Igli nasceu em 1973, na cidade de Vlorë – a terceira maior da Albânia e dona do segundo maior porto do país. Ainda na infância, o garoto e sua família deixaram o balneário, localizado às margens do Mar Adriático e voltado para a Apúlia, no sul da Itália, para se mudarem para a capital Tirana, onde ele concluiu os estudos. Só que, enquanto seus irmãos Agron e Auron optaram por carreiras tidas como convencionais (o primeiro é gestor de docas portuárias em Durrës e o segundo é jornalista esportivo), ele optou por ser futebolista.
Na capital albanesa, Igli havia ingressado na base do Partizani Tirana quando ainda era adolescente. Por lá, se tornou um grandalhão sem muita elegância para jogar futebol, mas que fazia muito bem as suas funções na bola aérea e no pivô. Aos 20 anos, estreou profissionalmente e fez sua única temporada no time vermelho. Ao fim de 1993-94, seu destino seria o futebol alemão.

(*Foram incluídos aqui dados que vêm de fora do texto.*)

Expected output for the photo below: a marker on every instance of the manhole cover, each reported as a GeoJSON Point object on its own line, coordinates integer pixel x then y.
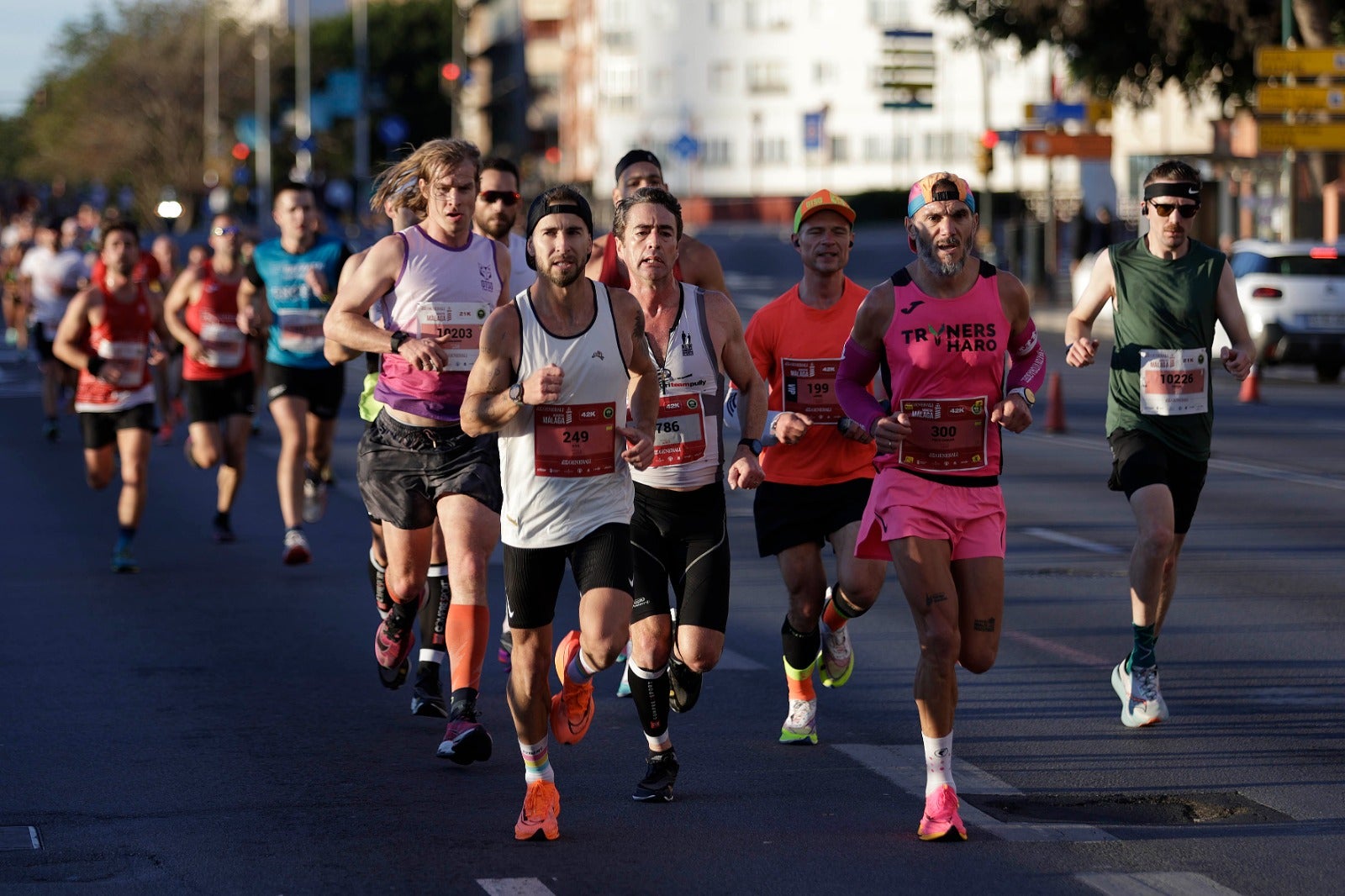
{"type": "Point", "coordinates": [1129, 809]}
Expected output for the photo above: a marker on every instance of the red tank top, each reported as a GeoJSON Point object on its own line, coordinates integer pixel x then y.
{"type": "Point", "coordinates": [214, 319]}
{"type": "Point", "coordinates": [614, 275]}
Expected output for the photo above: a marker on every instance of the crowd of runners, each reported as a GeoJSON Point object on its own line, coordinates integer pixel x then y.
{"type": "Point", "coordinates": [578, 398]}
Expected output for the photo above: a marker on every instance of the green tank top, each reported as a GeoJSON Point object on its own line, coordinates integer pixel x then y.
{"type": "Point", "coordinates": [1163, 306]}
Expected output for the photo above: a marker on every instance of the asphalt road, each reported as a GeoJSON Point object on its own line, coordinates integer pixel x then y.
{"type": "Point", "coordinates": [214, 724]}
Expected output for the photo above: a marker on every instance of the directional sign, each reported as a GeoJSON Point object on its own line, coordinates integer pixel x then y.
{"type": "Point", "coordinates": [1279, 98]}
{"type": "Point", "coordinates": [1278, 134]}
{"type": "Point", "coordinates": [1273, 62]}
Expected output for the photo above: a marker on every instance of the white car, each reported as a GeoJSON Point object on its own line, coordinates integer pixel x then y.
{"type": "Point", "coordinates": [1295, 298]}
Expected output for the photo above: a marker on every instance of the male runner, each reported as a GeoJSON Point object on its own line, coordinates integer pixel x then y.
{"type": "Point", "coordinates": [555, 377]}
{"type": "Point", "coordinates": [202, 314]}
{"type": "Point", "coordinates": [820, 468]}
{"type": "Point", "coordinates": [679, 528]}
{"type": "Point", "coordinates": [939, 329]}
{"type": "Point", "coordinates": [105, 336]}
{"type": "Point", "coordinates": [436, 284]}
{"type": "Point", "coordinates": [286, 291]}
{"type": "Point", "coordinates": [1169, 289]}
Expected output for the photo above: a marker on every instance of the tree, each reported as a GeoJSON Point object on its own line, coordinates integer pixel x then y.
{"type": "Point", "coordinates": [1129, 50]}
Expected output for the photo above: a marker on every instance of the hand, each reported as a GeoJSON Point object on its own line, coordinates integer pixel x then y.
{"type": "Point", "coordinates": [1082, 353]}
{"type": "Point", "coordinates": [639, 447]}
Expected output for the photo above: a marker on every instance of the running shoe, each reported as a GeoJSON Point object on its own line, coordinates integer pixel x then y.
{"type": "Point", "coordinates": [541, 806]}
{"type": "Point", "coordinates": [296, 549]}
{"type": "Point", "coordinates": [942, 820]}
{"type": "Point", "coordinates": [836, 660]}
{"type": "Point", "coordinates": [315, 499]}
{"type": "Point", "coordinates": [657, 786]}
{"type": "Point", "coordinates": [800, 725]}
{"type": "Point", "coordinates": [1141, 701]}
{"type": "Point", "coordinates": [466, 739]}
{"type": "Point", "coordinates": [683, 685]}
{"type": "Point", "coordinates": [572, 709]}
{"type": "Point", "coordinates": [428, 696]}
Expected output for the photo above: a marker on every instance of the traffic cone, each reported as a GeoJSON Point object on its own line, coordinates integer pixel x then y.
{"type": "Point", "coordinates": [1056, 405]}
{"type": "Point", "coordinates": [1251, 387]}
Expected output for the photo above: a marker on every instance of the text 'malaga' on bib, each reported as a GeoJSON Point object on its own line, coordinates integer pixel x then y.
{"type": "Point", "coordinates": [810, 387]}
{"type": "Point", "coordinates": [456, 326]}
{"type": "Point", "coordinates": [946, 434]}
{"type": "Point", "coordinates": [571, 441]}
{"type": "Point", "coordinates": [1174, 381]}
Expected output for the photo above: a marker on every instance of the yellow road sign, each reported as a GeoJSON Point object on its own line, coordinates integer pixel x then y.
{"type": "Point", "coordinates": [1278, 134]}
{"type": "Point", "coordinates": [1273, 62]}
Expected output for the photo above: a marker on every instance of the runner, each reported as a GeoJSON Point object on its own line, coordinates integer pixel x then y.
{"type": "Point", "coordinates": [202, 314]}
{"type": "Point", "coordinates": [286, 293]}
{"type": "Point", "coordinates": [1168, 291]}
{"type": "Point", "coordinates": [555, 372]}
{"type": "Point", "coordinates": [820, 470]}
{"type": "Point", "coordinates": [679, 528]}
{"type": "Point", "coordinates": [105, 336]}
{"type": "Point", "coordinates": [939, 331]}
{"type": "Point", "coordinates": [436, 284]}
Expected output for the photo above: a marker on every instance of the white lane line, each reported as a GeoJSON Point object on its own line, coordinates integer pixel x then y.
{"type": "Point", "coordinates": [905, 766]}
{"type": "Point", "coordinates": [1073, 541]}
{"type": "Point", "coordinates": [1154, 884]}
{"type": "Point", "coordinates": [514, 887]}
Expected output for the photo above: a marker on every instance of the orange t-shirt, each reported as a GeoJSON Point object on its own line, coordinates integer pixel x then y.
{"type": "Point", "coordinates": [797, 350]}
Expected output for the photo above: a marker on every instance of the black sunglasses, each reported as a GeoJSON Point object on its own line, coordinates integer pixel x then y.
{"type": "Point", "coordinates": [1165, 208]}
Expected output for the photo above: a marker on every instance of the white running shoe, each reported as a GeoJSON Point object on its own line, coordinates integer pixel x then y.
{"type": "Point", "coordinates": [1141, 701]}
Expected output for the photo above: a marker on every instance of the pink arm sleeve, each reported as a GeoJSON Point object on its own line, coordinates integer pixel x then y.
{"type": "Point", "coordinates": [857, 369]}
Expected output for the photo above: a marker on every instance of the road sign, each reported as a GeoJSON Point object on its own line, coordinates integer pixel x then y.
{"type": "Point", "coordinates": [1273, 62]}
{"type": "Point", "coordinates": [1274, 136]}
{"type": "Point", "coordinates": [1082, 145]}
{"type": "Point", "coordinates": [1279, 98]}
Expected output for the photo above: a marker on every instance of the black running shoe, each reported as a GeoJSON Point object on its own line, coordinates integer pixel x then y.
{"type": "Point", "coordinates": [658, 782]}
{"type": "Point", "coordinates": [683, 685]}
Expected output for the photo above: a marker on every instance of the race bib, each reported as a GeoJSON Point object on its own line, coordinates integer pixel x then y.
{"type": "Point", "coordinates": [810, 387]}
{"type": "Point", "coordinates": [572, 441]}
{"type": "Point", "coordinates": [456, 326]}
{"type": "Point", "coordinates": [300, 329]}
{"type": "Point", "coordinates": [946, 434]}
{"type": "Point", "coordinates": [1174, 381]}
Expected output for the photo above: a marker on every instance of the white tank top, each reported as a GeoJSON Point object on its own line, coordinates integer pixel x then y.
{"type": "Point", "coordinates": [560, 463]}
{"type": "Point", "coordinates": [688, 441]}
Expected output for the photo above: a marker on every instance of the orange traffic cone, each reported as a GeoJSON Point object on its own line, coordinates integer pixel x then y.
{"type": "Point", "coordinates": [1251, 387]}
{"type": "Point", "coordinates": [1056, 405]}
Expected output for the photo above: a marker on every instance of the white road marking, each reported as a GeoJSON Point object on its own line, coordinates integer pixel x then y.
{"type": "Point", "coordinates": [905, 766]}
{"type": "Point", "coordinates": [1154, 884]}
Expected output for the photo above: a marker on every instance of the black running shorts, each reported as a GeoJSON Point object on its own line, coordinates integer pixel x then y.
{"type": "Point", "coordinates": [404, 470]}
{"type": "Point", "coordinates": [681, 539]}
{"type": "Point", "coordinates": [1140, 459]}
{"type": "Point", "coordinates": [791, 515]}
{"type": "Point", "coordinates": [533, 575]}
{"type": "Point", "coordinates": [215, 400]}
{"type": "Point", "coordinates": [320, 387]}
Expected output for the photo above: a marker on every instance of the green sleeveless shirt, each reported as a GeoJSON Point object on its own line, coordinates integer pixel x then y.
{"type": "Point", "coordinates": [1163, 304]}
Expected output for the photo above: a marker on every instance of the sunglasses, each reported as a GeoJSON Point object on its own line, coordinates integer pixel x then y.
{"type": "Point", "coordinates": [1165, 208]}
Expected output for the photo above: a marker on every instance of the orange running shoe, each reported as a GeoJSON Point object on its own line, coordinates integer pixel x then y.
{"type": "Point", "coordinates": [537, 818]}
{"type": "Point", "coordinates": [572, 709]}
{"type": "Point", "coordinates": [942, 820]}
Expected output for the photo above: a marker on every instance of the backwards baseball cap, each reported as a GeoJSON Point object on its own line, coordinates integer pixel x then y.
{"type": "Point", "coordinates": [636, 156]}
{"type": "Point", "coordinates": [822, 201]}
{"type": "Point", "coordinates": [925, 192]}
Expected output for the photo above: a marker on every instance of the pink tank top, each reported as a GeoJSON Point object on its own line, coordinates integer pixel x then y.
{"type": "Point", "coordinates": [945, 367]}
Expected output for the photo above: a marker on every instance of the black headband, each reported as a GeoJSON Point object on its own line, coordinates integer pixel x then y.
{"type": "Point", "coordinates": [1183, 190]}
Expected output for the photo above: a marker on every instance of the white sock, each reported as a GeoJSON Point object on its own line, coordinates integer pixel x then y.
{"type": "Point", "coordinates": [938, 762]}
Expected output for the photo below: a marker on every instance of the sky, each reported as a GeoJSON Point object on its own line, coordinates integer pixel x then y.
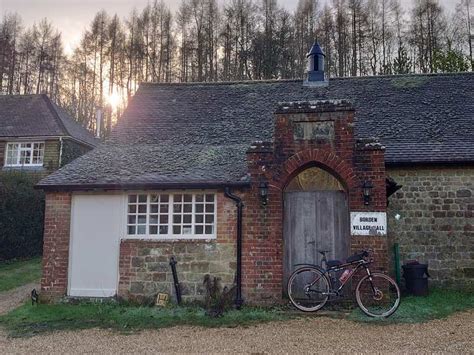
{"type": "Point", "coordinates": [71, 17]}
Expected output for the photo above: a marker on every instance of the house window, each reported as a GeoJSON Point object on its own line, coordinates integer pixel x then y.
{"type": "Point", "coordinates": [172, 215]}
{"type": "Point", "coordinates": [25, 154]}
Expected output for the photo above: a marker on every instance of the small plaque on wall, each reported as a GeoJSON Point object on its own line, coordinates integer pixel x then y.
{"type": "Point", "coordinates": [368, 223]}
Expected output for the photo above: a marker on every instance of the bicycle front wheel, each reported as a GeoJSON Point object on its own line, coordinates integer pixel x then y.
{"type": "Point", "coordinates": [308, 289]}
{"type": "Point", "coordinates": [378, 295]}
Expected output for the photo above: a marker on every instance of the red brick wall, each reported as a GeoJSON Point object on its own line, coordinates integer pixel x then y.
{"type": "Point", "coordinates": [56, 245]}
{"type": "Point", "coordinates": [278, 162]}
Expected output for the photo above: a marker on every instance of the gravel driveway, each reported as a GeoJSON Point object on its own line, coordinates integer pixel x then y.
{"type": "Point", "coordinates": [306, 335]}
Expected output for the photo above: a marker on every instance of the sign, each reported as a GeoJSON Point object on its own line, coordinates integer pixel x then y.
{"type": "Point", "coordinates": [319, 130]}
{"type": "Point", "coordinates": [368, 223]}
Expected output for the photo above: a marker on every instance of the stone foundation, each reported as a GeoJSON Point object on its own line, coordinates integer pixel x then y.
{"type": "Point", "coordinates": [145, 270]}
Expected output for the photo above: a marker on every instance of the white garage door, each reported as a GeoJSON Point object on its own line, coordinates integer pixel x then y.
{"type": "Point", "coordinates": [96, 226]}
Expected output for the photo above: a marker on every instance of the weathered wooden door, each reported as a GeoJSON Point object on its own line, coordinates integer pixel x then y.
{"type": "Point", "coordinates": [314, 220]}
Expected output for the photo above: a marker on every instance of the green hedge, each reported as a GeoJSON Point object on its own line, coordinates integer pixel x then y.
{"type": "Point", "coordinates": [21, 216]}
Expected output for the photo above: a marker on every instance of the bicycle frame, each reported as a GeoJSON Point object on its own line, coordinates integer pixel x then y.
{"type": "Point", "coordinates": [358, 265]}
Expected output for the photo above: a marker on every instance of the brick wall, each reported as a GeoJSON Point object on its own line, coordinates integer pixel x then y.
{"type": "Point", "coordinates": [436, 220]}
{"type": "Point", "coordinates": [144, 264]}
{"type": "Point", "coordinates": [56, 245]}
{"type": "Point", "coordinates": [278, 162]}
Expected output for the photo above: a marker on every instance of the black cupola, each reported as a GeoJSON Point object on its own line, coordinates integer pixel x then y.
{"type": "Point", "coordinates": [316, 66]}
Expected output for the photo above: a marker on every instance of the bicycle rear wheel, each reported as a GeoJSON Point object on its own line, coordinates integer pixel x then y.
{"type": "Point", "coordinates": [308, 289]}
{"type": "Point", "coordinates": [378, 295]}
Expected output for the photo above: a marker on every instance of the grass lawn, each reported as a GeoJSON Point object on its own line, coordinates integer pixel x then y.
{"type": "Point", "coordinates": [440, 303]}
{"type": "Point", "coordinates": [17, 273]}
{"type": "Point", "coordinates": [29, 320]}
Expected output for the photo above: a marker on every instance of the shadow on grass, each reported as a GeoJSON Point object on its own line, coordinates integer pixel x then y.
{"type": "Point", "coordinates": [440, 303]}
{"type": "Point", "coordinates": [30, 320]}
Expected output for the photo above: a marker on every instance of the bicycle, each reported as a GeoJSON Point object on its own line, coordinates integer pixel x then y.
{"type": "Point", "coordinates": [310, 286]}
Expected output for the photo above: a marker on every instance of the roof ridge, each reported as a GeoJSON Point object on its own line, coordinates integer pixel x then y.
{"type": "Point", "coordinates": [55, 113]}
{"type": "Point", "coordinates": [276, 81]}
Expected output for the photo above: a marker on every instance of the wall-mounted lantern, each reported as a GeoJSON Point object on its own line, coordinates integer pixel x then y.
{"type": "Point", "coordinates": [263, 191]}
{"type": "Point", "coordinates": [367, 191]}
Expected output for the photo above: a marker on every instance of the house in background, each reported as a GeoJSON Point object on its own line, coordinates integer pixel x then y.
{"type": "Point", "coordinates": [38, 136]}
{"type": "Point", "coordinates": [243, 180]}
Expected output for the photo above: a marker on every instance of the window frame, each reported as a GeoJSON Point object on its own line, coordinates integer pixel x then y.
{"type": "Point", "coordinates": [20, 149]}
{"type": "Point", "coordinates": [169, 236]}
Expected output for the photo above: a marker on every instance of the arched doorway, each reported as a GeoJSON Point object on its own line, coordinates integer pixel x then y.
{"type": "Point", "coordinates": [316, 217]}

Bem antes de circular por grandes palcos, Tare disputou duas campanhas da terceira divisão germânica, sendo uma pelo VfR Mannheim e outra pelo Südwest Ludwigshafen. Seus números não foram chamativos, mas lhe renderam uma transferência ao Karlsruher, da Bundesliga, em 1996. Igli foi utilizado quase sempre pelo time reserva dos azuis, que também militava na terceirona, mas teve oito oportunidades na primeira categoria. Essas aparições possibilitaram que o centroavante de 1,92m estreasse pela seleção albanesa em abril de 1997.
Tare já havia circulado bastante quando, no verão daquele mesmo, recebeu uma chance de ser titular no Fortuna Düsseldorf, então rebaixado à 2. Bundesliga. No clube do oeste da Alemanha, o albanês teria o período mais prolífico de toda a sua carreira, com 27 gols marcados em 66 partidas. Igli ajudou o time a ficar no meio da tabela em 1997-98, mas não foi capaz de evitar que os flingeraner segurassem a lanterna no ano seguinte e terminassem relegados à terceirona. O bom desempenho, contudo, levou o grandalhão ao Kaiserslautern.
Tare chegou à Itália através do Brescia e, no clube, desenvolveu parceria com o técnico Mazzone (Allsport)
Os diabos vermelhos, campeões da Bundesliga em 1998 sob o comando de Otto Rehhagel, procuravam uma opção aos titulares Olaf Marschall e Jörgen Pettersson. Tare cumpriu esse papel em 1999-2000, marcando quatro gols em 25 jogos, mas perdeu espaço na temporada seguinte, quando Andreas Brehme passou a treinar o Kaiserslautern e deu oportunidades ao jovem Miroslav Klose e ao reforço Vratislav Lokvenc. Em janeiro de 2001, então, o gigante loiro foi contratado pelo Brescia, da Itália.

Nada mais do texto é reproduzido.